La sottolineatura, che ribadisce le norme vigenti ma evidentemente non sempre accuratamente seguite, non fa altro che illustrare un principio antichissimo: nella storia della Chiesa la fama di santità è sempre stato il requisito primo e indispensabile per la beatificazione e la canonizzazione. Quella fama di santità che ben prima del riconoscimento ufficiale ha accompagnato personaggi come Padre Pio o Madre Teresa di Calcutta. Il cardinale ha anche sottolineato come non debba essere una generica inchiesta basata sul metodo storico-critico a determinare la santità di una persona, bensì un preciso procedimento giuridico: questo non significa però, ha chiarito, che non vi debba essere «una rigorosa ricerca storica», che «è ovviamente intrinseca alla raccolta delle prove». È citato esplicitamente, in un apposito capitoletto esplicativo, l’uso del computer e del registratore come mezzi per la modalità di reperimento delle prove.

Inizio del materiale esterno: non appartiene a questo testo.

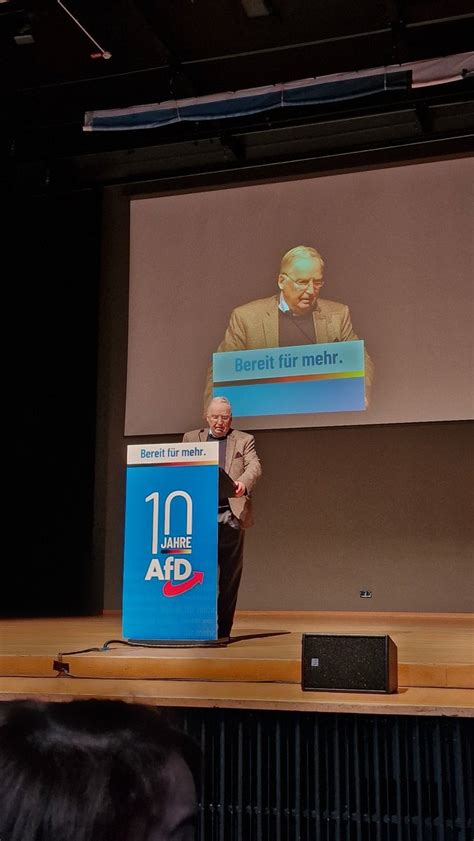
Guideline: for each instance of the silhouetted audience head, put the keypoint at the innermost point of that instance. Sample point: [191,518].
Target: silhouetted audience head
[94,771]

Un’appendice tecnica è molto legata all’attualità italiana, dopo le polemiche relative alla riesumazione e all’esposizione del corpo di Padre Pio, che sarà visibile ai fedeli a partire da fine aprile. L’istruzione vaticana esplicita con molti più particolari ciò che va fatto nella ricognizione delle spoglie di un beato o di un santo e conferma che sia per questa come per la traslazione del corpo da un luogo all’altro è necessario un nullaosta della Congregazione delle cause dei santi.
La presentazione del documento è stata l’occasione per fare il punto su alcuni processi: il cardinale ha detto che la causa di Pio XII «va avanti, non è stata dilazionata né tantomeno accantonata», mentre è ancora in fase di studio quella di Oscar Romero. Procede speditamente, invece, quella di Giorgio La Pira.